AtCoder Beginner Contest 256(补题)
作者:互联网
E - Takahashi's Anguish
题意:
现有\(N\)个人,现在需要你决定你个排列,第\(i\)个人讨厌第\(X_i\)个人,所以若第\(X_i\)个人排在第\(i\)个人前面的话,则会产生\(C_i\)的厌倦值,现在让你输出最小的厌倦值总和
思路:
\(n\)个人,每个人\(i\)都向\(X_i\)连一条有向边,\(n\)个人\(n\)条边,所以若产生\(k\)个连通块,就会产生\(k\)个环(一个连通块内有一个环),对于每个环,只需要选出某个放在前面,就会破坏环的结构,所以只需要挑出一个点,它的\(C_i\)值最小,累加即可。
View Code
#include <bits/stdc++.h>
using namespace std;
#define ll long long
const int N = 2e5 + 10;
const ll inf = 1e18;
int n;
int x[N];
ll c[N];
int fa[N];
int find(int x) {
if (fa[x] != x) fa[x] = find(fa[x]);
return fa[x];
}
void Union(int a, int b) {
a = find(fa[a]), b = find(fa[b]);
if (a != b) {
fa[a] = b;
}
}
int main() {
cin >> n;
for (int i = 1; i <= n; i++) {
cin >> x[i];
fa[i] = i;
}
for (int i = 1; i <= n; i++) {
cin >> c[i];
}
ll ans = 0;
for (int i = 1; i <= n; i++) {
int a = i, b = x[i];
int Fa = find(fa[a]), Fb = find(fa[b]);
if (Fa != Fb) {
Union(Fa, Fb);
} else {
int now = i;
ll res = c[i];
now = x[now];
res = min(res, c[now]);
while (now != i) {
now = x[now];
res = min(res, c[now]);
}
ans += res;
}
}
cout << ans << endl;
}
F - Cumulative Cumulative Cumulative Sum
题意:
长度为\(N\)的序列\(A\),\(B\)序列为\(A\)前缀和,\(C\)序列为\(B\)的前缀和,\(D\)序列为\(C\)的前缀和
现在有两种操作,\(op1\),将\(A_x\)改为\(v\),\(op2\)求\(D_x\)的值。
思路:
设\(x≥i\)
\(A_i\)对于\(B_x\)的贡献为\(1\)
\(A_i\)对于\(C_x\)的贡献为\(x-i+1\)
\(A_i\)对于\(D_x\)的贡献为\(\frac{(x-i+1)(x-i+2)}{2}\)
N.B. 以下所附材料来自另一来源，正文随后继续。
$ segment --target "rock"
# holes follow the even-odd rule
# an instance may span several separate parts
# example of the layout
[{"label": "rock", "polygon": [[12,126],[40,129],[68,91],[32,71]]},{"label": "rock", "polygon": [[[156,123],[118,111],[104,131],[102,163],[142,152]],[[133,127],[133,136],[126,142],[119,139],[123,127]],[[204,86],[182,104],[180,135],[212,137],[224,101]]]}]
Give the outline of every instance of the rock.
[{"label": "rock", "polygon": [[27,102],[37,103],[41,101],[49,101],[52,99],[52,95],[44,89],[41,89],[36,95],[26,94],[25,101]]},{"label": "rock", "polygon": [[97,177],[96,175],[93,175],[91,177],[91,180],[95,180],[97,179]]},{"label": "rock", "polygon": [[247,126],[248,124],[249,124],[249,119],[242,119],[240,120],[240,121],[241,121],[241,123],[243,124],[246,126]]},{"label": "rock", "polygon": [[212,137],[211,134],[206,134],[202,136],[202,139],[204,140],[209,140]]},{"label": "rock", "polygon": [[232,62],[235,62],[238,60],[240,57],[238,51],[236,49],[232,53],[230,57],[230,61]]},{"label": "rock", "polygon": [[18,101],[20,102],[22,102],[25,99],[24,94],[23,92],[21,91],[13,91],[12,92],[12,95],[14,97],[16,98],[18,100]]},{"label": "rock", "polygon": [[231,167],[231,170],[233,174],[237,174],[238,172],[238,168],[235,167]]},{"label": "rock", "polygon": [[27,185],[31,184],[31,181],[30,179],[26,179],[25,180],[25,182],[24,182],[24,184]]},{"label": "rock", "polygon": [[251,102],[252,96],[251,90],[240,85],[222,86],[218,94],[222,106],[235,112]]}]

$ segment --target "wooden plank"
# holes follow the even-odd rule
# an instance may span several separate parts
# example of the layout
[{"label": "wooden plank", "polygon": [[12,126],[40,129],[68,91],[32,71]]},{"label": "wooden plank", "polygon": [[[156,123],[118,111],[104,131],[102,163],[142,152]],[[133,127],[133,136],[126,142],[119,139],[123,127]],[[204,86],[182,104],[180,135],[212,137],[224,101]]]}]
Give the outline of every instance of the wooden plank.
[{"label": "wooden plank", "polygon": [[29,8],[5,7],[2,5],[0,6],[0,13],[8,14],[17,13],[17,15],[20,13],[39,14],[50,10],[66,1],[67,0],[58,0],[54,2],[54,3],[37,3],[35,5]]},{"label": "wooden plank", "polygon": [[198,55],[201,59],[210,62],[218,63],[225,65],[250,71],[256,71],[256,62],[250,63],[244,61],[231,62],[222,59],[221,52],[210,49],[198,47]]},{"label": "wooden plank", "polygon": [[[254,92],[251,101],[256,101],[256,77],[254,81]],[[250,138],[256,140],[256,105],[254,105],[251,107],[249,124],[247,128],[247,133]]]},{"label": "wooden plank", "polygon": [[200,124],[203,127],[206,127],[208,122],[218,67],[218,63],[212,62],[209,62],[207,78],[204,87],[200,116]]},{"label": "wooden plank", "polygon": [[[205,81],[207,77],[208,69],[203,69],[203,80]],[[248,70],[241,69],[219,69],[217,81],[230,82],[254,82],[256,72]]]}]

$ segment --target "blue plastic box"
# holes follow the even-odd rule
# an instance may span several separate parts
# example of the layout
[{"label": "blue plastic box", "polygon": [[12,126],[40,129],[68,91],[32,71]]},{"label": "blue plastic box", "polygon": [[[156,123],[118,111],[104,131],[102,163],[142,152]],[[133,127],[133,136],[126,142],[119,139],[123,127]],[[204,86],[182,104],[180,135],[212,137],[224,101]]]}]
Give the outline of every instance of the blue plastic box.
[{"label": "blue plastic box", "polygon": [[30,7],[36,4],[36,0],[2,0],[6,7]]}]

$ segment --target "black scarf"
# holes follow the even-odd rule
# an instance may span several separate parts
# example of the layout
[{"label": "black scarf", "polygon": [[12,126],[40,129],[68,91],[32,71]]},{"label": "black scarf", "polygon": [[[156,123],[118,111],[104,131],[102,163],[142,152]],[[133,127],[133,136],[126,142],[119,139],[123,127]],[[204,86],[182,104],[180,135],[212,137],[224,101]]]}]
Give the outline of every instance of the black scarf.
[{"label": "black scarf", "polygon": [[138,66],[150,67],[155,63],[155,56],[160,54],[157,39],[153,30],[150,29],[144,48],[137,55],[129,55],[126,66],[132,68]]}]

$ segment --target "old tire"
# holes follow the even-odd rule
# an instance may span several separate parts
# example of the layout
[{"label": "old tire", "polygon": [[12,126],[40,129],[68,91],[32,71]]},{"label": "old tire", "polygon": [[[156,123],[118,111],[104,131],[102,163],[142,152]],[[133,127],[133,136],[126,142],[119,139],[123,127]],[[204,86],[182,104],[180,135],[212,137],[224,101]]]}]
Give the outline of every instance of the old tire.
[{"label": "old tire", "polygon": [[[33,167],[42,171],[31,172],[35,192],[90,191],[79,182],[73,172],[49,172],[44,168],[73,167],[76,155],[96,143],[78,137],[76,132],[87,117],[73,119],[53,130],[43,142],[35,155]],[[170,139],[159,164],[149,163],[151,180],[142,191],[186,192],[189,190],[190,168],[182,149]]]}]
所以\(D_x=\frac{1}{2}\sum_{1}^{x}i^2A_i-\frac{2x+3}{2}\sum_{1}^{x}iA_i+\frac{(x-i+1)(x-i+2)}{2}\sum_{1}^{x}A_i\)
用三个树状数组分别维护\(A_i,i^2A_i,iA_i\)
View Code
#include <bits/stdc++.h>
using namespace std;
const int N = 2e5 + 10;
#define int long long
const int mod = 998244353;
typedef pair<int, int> PII;
#define x first
#define y second
int n, T;
int a[N];
int lowbit(int x) { return x & (-x); }
int qmi(int a, int k, int mod) {
int res = 1;
while (k) {
if (k & 1) res = res * a % mod;
k >>= 1;
a = a * a % mod;
}
return res;
}
struct BIT {
int tr[N];
BIT() { memset(tr, 0, sizeof tr); }
void add(int x, int c) {
for (int i = x; i < N; i += lowbit(i)) {
tr[i] = ((tr[i] + c) % mod + mod) % mod;
}
}
int query(int x) {
int res = 0;
for (int i = x; i > 0; i -= lowbit(i)) {
res = ((res + tr[i]) % mod + mod) % mod;
}
return res;
}
int query(int l, int r) {
return ((query(r) - query(l - 1)) % mod + mod) % mod;
}
} A, B, C;
signed main() {
cin >> n >> T;
for (int i = 1; i <= n; i++) {
cin >> a[i];
}
int inv = qmi(2, mod - 2, mod) % mod;
for (int i = 1; i <= n; i++) {
A.add(i, i * i % mod * a[i]);
B.add(i, a[i] * i % mod);
C.add(i, a[i]);
}
int op, x, v;
while (T--) {
cin >> op;
if (op == 1) {
cin >> x >> v;
A.add(x, (x * x % mod * (v - a[x]) % mod + mod) % mod);
B.add(x, x * (v - a[x] + mod) % mod);
C.add(x, (v - a[x] + mod) % mod);
a[x] = v;
} else {
cin >> x;
int res = A.query(x) * inv % mod - (2 * x + 3) % mod * inv % mod * B.query(x) + (x + 1) * (x + 2) % mod * inv % mod * C.query(x);
res = (res % mod + mod) % mod;
cout << res << endl;
}
}
}
G - Black and White Stones
题意:
有一个正\(N\)边形,边长为\(D\)(每条边上有\(D+1\)个点),现在需要图案黑白染色,要求每条边的白点个数都相同,问有多少中染色方案?
思路:
用白色代表\(0\),黑色代表\(1\)
先单独考虑一条边的染色方案,若当前边上有\(k\)个白点,此时枚举当前这条边首尾的颜色状态分别为\(00\),\(01\),\(10\),\(11\),那么此时对应的方案数分别为\(C_{d-1}^{k-2} C_{d-1}^{k-1} C_{d-1}^{k-1} C_{d-1}^{k-2}\),由于临边的点和当前边的颜色是一样的,所以不同的边之间并不是相互独立的,所以不能直接乘起来算,由于边之间是有联系的,临边的点颜色相同,所以可以考虑通过临点把边合并起来。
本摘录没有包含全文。